= Histriomastix =

1632 critique by William Prynne

Histriomastix: The Player's Scourge, or Actor's Tragedy published in 1632 is a critique of professional theatre and actors, written by the Puritan author and controversialist William Prynne.

==Publication==
While the publishing history of the work is not absolutely clear, Histriomastix was published late in 1632 by the bookseller Michael Sparke. It had been in preparation by its author for almost ten years before its printing.

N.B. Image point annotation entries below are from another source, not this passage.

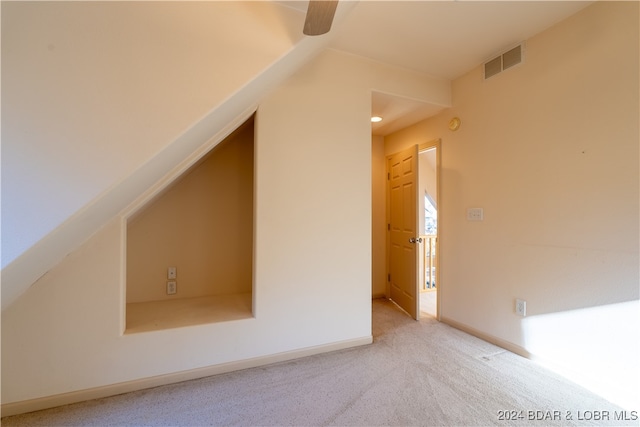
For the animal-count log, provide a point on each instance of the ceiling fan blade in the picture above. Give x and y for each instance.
(319, 17)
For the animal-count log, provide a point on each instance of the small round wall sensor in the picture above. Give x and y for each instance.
(454, 124)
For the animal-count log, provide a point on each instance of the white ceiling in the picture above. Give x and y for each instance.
(443, 39)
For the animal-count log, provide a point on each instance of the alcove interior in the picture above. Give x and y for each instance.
(202, 225)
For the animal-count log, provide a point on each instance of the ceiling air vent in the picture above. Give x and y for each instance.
(502, 62)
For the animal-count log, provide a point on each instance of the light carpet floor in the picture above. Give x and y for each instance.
(415, 373)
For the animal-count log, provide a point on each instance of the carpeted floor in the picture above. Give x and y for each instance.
(415, 373)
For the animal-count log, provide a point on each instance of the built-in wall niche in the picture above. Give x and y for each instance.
(202, 225)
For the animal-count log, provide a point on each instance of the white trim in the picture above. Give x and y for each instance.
(46, 402)
(514, 348)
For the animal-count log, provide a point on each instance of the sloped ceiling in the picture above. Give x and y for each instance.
(99, 102)
(440, 38)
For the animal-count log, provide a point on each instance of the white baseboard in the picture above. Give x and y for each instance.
(46, 402)
(521, 351)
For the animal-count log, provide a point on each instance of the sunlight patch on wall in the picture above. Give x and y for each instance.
(597, 348)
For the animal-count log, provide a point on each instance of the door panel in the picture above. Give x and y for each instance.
(403, 226)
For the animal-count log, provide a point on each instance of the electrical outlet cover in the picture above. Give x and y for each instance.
(172, 288)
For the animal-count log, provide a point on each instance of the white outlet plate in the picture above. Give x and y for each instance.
(475, 214)
(172, 288)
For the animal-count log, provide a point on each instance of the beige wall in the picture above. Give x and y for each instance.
(313, 199)
(203, 226)
(550, 150)
(378, 217)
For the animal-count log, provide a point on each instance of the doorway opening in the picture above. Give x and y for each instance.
(428, 226)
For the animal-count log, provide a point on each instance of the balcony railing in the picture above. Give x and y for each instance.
(428, 262)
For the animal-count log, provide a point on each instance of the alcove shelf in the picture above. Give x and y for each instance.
(158, 315)
(201, 225)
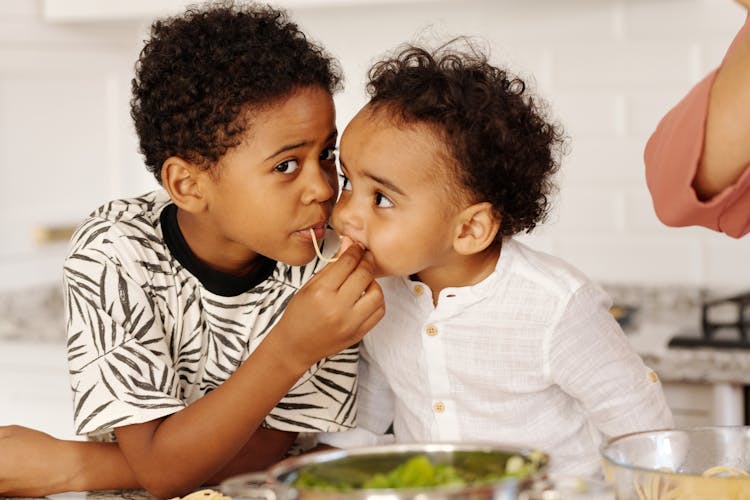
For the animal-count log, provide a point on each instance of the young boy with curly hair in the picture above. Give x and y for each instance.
(484, 338)
(198, 339)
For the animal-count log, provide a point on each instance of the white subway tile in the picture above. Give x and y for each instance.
(727, 260)
(572, 20)
(585, 211)
(590, 114)
(665, 260)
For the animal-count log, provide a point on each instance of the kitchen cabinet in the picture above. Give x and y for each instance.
(35, 388)
(696, 404)
(66, 143)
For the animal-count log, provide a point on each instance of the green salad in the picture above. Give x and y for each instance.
(420, 472)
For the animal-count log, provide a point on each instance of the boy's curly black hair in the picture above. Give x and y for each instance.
(199, 73)
(503, 148)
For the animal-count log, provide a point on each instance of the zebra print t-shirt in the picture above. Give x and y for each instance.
(147, 337)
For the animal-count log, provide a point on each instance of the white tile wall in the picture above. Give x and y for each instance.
(608, 68)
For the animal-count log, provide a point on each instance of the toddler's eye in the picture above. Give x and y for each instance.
(287, 167)
(328, 154)
(382, 201)
(345, 184)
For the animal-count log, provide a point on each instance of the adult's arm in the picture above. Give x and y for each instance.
(375, 407)
(33, 463)
(175, 454)
(697, 159)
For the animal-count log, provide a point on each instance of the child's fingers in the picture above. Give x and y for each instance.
(333, 275)
(371, 306)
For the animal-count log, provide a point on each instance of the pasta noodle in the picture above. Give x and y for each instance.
(204, 495)
(317, 249)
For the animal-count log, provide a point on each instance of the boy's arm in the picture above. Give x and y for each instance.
(592, 360)
(33, 463)
(696, 160)
(175, 454)
(726, 152)
(375, 407)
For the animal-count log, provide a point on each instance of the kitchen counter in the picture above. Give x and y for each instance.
(99, 495)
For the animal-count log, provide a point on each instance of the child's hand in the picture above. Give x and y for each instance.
(333, 310)
(32, 463)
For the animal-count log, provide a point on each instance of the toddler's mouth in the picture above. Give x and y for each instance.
(344, 243)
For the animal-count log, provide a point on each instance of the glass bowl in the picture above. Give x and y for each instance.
(699, 463)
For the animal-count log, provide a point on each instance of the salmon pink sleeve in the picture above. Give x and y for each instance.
(672, 155)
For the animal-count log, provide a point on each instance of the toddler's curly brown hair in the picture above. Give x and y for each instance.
(200, 73)
(503, 148)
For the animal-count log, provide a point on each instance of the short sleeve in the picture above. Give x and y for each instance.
(592, 360)
(120, 371)
(671, 158)
(375, 409)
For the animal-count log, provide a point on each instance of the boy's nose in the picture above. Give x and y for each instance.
(344, 218)
(318, 187)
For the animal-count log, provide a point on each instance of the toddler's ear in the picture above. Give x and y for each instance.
(476, 230)
(182, 180)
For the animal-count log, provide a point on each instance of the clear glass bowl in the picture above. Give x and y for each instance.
(700, 463)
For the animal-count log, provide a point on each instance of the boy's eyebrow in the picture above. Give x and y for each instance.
(377, 179)
(289, 147)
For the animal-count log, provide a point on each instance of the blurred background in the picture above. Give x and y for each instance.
(608, 69)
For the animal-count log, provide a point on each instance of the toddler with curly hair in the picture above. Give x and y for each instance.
(203, 333)
(484, 338)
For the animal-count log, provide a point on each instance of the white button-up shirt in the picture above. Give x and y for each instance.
(529, 357)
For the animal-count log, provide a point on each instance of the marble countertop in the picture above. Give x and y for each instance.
(36, 315)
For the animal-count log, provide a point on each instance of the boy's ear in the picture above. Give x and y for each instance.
(478, 225)
(183, 180)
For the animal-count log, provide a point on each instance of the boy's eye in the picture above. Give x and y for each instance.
(382, 201)
(287, 167)
(328, 154)
(345, 184)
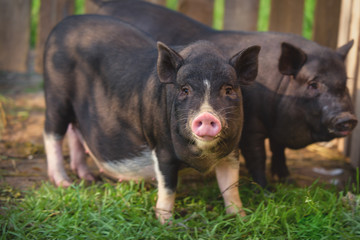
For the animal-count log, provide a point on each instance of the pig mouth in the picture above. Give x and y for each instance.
(343, 127)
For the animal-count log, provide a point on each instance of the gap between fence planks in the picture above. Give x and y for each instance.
(51, 12)
(349, 28)
(14, 35)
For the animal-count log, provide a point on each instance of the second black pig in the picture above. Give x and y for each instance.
(299, 96)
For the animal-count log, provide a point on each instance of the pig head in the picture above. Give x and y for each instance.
(309, 102)
(300, 95)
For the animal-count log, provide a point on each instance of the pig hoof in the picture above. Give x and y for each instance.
(163, 216)
(60, 180)
(88, 177)
(64, 183)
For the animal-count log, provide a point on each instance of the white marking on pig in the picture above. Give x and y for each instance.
(139, 167)
(227, 174)
(55, 165)
(77, 155)
(166, 197)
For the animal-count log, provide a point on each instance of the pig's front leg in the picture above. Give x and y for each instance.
(55, 161)
(253, 149)
(77, 154)
(278, 161)
(167, 175)
(227, 174)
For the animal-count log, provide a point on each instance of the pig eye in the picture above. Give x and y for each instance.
(313, 85)
(229, 90)
(185, 90)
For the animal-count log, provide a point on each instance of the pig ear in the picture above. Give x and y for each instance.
(343, 50)
(246, 64)
(168, 63)
(291, 60)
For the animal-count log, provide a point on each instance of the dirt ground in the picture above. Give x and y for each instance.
(22, 158)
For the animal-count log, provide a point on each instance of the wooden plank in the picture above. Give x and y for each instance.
(90, 6)
(159, 2)
(200, 10)
(14, 34)
(326, 23)
(241, 15)
(287, 16)
(353, 65)
(51, 12)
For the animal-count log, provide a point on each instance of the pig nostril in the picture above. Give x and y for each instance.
(346, 125)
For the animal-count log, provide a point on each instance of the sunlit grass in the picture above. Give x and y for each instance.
(126, 211)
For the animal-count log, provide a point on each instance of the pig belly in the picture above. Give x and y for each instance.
(136, 168)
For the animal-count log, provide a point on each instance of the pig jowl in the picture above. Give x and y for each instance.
(299, 96)
(143, 110)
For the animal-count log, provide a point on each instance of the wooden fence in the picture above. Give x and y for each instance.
(335, 23)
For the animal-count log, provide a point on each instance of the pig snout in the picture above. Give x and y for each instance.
(206, 126)
(343, 124)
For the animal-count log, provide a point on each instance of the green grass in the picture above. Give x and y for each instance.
(125, 211)
(264, 14)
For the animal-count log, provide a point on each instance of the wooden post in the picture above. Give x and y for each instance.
(349, 28)
(14, 34)
(200, 10)
(287, 16)
(51, 12)
(326, 23)
(90, 6)
(241, 15)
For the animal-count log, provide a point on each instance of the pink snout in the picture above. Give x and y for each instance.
(206, 126)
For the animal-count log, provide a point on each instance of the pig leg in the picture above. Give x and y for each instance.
(166, 175)
(77, 155)
(56, 170)
(253, 150)
(278, 161)
(227, 174)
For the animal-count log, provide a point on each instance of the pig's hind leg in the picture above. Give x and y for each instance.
(55, 165)
(58, 115)
(77, 154)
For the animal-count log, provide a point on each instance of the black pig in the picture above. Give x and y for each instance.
(143, 112)
(300, 96)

The title page of the first edition is erroneously dated 1633; as a result many sources cite this as the date of publication. Depositions given in connection with Prynne's trial indicate that the actual writing of the text was accomplished between spring 1631 and mid-to-late 1632.

==Themes==
Histriomastix represents the culmination of the Puritan attack on the English Renaissance theatre and celebrations such as Christmas, as noted in the following: "Our Christmas lords of misrule, together with dancing, masks, mummeries, state players, and such other Christmas disorders, now in use with Christians, were derived from these Roman Saturnalia and Bacchanalian festivals, which should cause all pious Christians eternally to abominate them."

Running to over a thousand pages, and with a main title of 43 lines, Histriomastix marshals a multitude of ancient and medieval authorities against the "sin" of dramatic performance. The book condemns most aspects of dramatic performance in its era, from the practice of boy actors representing women to the "obscene lascivious love songs, most melodiously chanted out upon the stage...."

==Theological and political context==
Prynne's book was not by any means the first such attack on the stage, though it certainly was the longest. Its Puritan theology was in any case unwelcome to the civil authorities, led by Attorney General William Noy.

==Trial and sentence==
Prynne was imprisoned in 1633 but not tried until 1634, at which time he had to appear before the Star Chamber on a charge of seditious libel. Prosecuted by the barrister William Hudson on behalf of Noy, he was defended by Edward Atkyns and John Herne. Sentence on Prynne was pronounced by Lord Cottington, and the other judges (Sir John Coke, Robert Heath, the Earl of Pembroke, and Sir Thomas Richardson) concurred.

At Prynne's trial, some fifty separate and allegedly seditious excerpts from the book were quoted; but the one that has attracted most attention from subsequent critics is Prynne's attack on women actors as "notorious whores." Though Prynne's text made clear he was referring to French actresses who had recently performed at Blackfriars, the remark was, at the time, taken as a direct reference to Queen Henrietta Maria. The Queen had had a speaking role in Walter Montagu's masque The Shepherd's Paradise, which was staged on January 9, 1633, most likely after Prynne's book was in print, but she had also appeared and danced in two earlier masques and performed a spoken part in French in a private performance of Honorat de Racan's pastoral, Artenice, in 1626.

In the end, Prynne was sentenced to be pilloried twice, fined £5,000, and imprisoned for life. In addition, his book was to be burned by the common hangman, and he was expelled from his university, prohibited from practicing law, and mutilated by the severance of his ears. During his imprisonment, Prynne continued to produce anonymous pamphlets attacking leaders of the Anglican Church, which induced the authorities, in 1637, to inflict further mutilation: first, the surviving stumps of his severed ears were cut off, and, second, his cheeks were branded with the letters “S.L.” The letters represented the words “Seditious Libeler,” but since his biting words sometimes attacked Archbishop Laud, Prynne preferred to render them as “Stigmata Laudis,” or, “the marks of Laud.”

==Purported retraction==
Not long before the execution of Charles I, which occurred on 30 January 1649, a tract began to circulate, datelined "London, printed in the year 1649," and bearing the title Mr. William Prynn His Defence of Stage Plays in a Retractation of a former Book of his called Histrio-Mastix. Written in Prynne’s style and under his name, the text purported to be a retraction of the sentiments expressed in Histriomastix. Prynne responded with a “posting-bill,” or flyer, of his own under the title “Vindication,” which bore the date January 10, 1648, oddly a full year before the publication of the alleged retraction. In 1825, the antiquarian E. W. Brayley undertook to expose the “retraction” as a hoax in a slim volume entitled An Enquiry into the Genuineness of Prynne’s “Defense of Stage Plays,” and his argument addresses, in part, the anomaly of the dates by explaining the slow acceptance of the calendar reform of 1582.

==Aftermath==
Prynne was released from prison during the Long Parliament. The notorious book was never fully suppressed; however, in the next generation, even King Charles II had a copy in his library.